China International Economic and Trade Arbitration Commission (“CIETAC”) published its Online Arbitration Rules in 2009. These Rules clearly provide for the determination of the seat of arbitration in Article 8 which provides that “[w]here the parties have agreed on the [seat] of arbitration, their agreement shall prevail. In the absence of such an agreement, the [seat] of arbitration shall be the location of CIETAC [in Beijing].” In other words, if there is no agreement between the parties, precise instruction as to the place of arbitration, namely Beijing, is stipulated to prevent potential dispute and to ensure certainty.

In addition, the arbitration rules of China Guangzhou Arbitration Commission (“CGAC”) provide in Article 7 that, unless otherwise agreed by the parties, the location of GAZC shall be the seat of arbitration. The CGAC may, according to the specific circumstances of the case, designate a third place as the seat for arbitration. The arbitration award shall be deemed as made at the place of arbitration. This means in case of no agreement, CGAC may determine the seat of arbitration which gives more discretion to the institution.

The above examples are not exhaustive. Another Blog post discussed other institutional examples such as Russian Arbitration Association and Georgia Dispute Resolution Center.



Arbitration is a legal process that is based on the concept of party autonomy and consent. Therefore, party autonomy is of absolute priority and parties’ agreement shall be respected. The issue of the seat of arbitration in ODR can be resolved and overcome with sufficient inter-party dialogue. Institutions may assist by explaining to each party involved, the relevance of parties’ consent and try to get the parties to agree on the seat of arbitration while being mindful that the agreement is to be made at the parties’ own will.

Where parties do not reach an agreement as to the seat of arbitration, empowering the arbitral tribunal to determine the seat of arbitration is the best approach. Conferring arbitral tribunals with the power to determine the seat of arbitration does not derogate from the party autonomy principle. In the KCAB Rules, Article 24(2) provides that “[t]he Arbitral Tribunal may, after consultation with the parties, conduct hearings and meetings at any location it considers appropriate,” which does not exclude virtual locations. This is because the arbitral tribunal can make comprehensive assessment with regard to the circumstances of the case, including the convenience of the parties, the most relevant place to the dispute to make a fair and effective decision. In addition, the arbitral tribunal shall ensure that its award is enforceable. Therefore, the tribunal has an obligation to consider whether the use of ODR violates, for example, the arbitration law of the seat.

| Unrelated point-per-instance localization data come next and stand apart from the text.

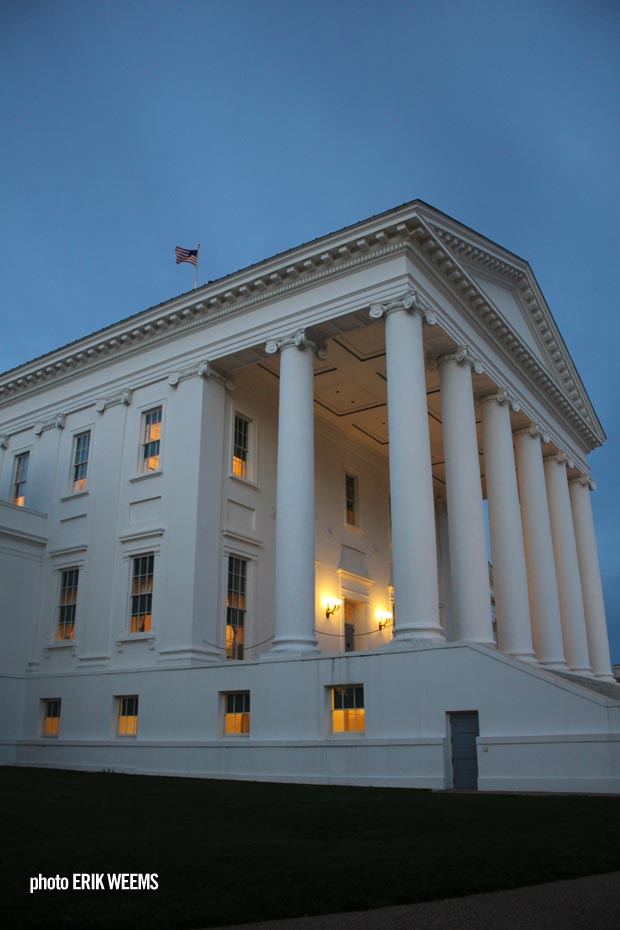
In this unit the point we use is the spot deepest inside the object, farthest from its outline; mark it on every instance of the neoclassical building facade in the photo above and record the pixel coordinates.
(247, 533)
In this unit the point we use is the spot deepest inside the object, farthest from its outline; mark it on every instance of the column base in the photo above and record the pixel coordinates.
(409, 633)
(528, 657)
(554, 665)
(582, 672)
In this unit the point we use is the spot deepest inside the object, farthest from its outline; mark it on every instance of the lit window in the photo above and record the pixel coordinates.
(68, 603)
(235, 607)
(241, 447)
(128, 715)
(81, 449)
(142, 593)
(151, 438)
(237, 714)
(350, 488)
(21, 476)
(51, 720)
(348, 709)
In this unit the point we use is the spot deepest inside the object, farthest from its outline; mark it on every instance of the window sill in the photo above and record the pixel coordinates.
(245, 481)
(145, 475)
(148, 638)
(72, 495)
(354, 529)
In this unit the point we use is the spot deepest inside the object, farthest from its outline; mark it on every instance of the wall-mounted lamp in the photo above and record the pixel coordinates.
(384, 619)
(332, 604)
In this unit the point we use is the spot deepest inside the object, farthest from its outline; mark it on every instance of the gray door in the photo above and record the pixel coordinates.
(464, 730)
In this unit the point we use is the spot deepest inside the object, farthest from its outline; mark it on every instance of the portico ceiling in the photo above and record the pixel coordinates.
(350, 385)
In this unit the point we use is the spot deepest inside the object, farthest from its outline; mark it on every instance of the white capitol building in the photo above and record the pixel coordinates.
(242, 533)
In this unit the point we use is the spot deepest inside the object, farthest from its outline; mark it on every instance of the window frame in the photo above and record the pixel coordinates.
(121, 704)
(241, 717)
(354, 524)
(15, 482)
(244, 560)
(133, 559)
(250, 472)
(347, 730)
(146, 440)
(47, 716)
(75, 465)
(60, 622)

KCAB INTERNATIONAL and Seoul IDRC have conducted multiple virtual hearings. The KCAB Rules do not explicitly include ODR arbitration, so parties need to opt in to conduct virtual hearings. Parties should submit their respective proposals on ODR procedures to the institution including the choice of the seat. If parties do not come to an agreement, the tribunal may determine the seat of arbitration under the KCAB Rules and the Secretariat would liaise with the tribunal to ensure enforceability of the arbitral awards.

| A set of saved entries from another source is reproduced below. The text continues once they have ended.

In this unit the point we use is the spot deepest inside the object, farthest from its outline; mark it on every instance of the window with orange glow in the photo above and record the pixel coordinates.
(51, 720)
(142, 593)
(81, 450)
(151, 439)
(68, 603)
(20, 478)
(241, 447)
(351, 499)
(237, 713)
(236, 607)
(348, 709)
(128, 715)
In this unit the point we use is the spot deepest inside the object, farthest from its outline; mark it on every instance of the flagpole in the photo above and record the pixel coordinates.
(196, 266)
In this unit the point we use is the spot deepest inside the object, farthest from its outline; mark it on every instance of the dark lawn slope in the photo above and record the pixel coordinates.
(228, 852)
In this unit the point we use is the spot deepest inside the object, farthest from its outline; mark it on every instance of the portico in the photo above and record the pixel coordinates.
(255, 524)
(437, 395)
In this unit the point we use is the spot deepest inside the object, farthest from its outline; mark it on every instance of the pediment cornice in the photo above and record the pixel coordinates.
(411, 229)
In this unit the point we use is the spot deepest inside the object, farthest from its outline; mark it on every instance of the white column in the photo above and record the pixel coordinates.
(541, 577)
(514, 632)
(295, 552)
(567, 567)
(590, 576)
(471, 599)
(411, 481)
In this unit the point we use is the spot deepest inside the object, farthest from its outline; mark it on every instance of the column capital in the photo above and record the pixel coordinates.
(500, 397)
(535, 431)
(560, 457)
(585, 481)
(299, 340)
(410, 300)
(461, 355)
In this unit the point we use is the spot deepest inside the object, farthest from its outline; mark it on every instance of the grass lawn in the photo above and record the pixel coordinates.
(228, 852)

The use of ODR is no longer science fiction. We have already been relying on certain aspects of the ODR system by exchanging letters via e-mail and submitting electronic evidence. Arbitration is meant to be a time-efficient and cost-effective dispute resolution under parties’ agreement. Combined with ODR, arbitration will benefit from more efficiency from automation and advantages of artificial intelligence. Insofar as we do not lose sight of the essence of arbitration that is party autonomy, the determination of the seat of arbitration shall be de jure and valid.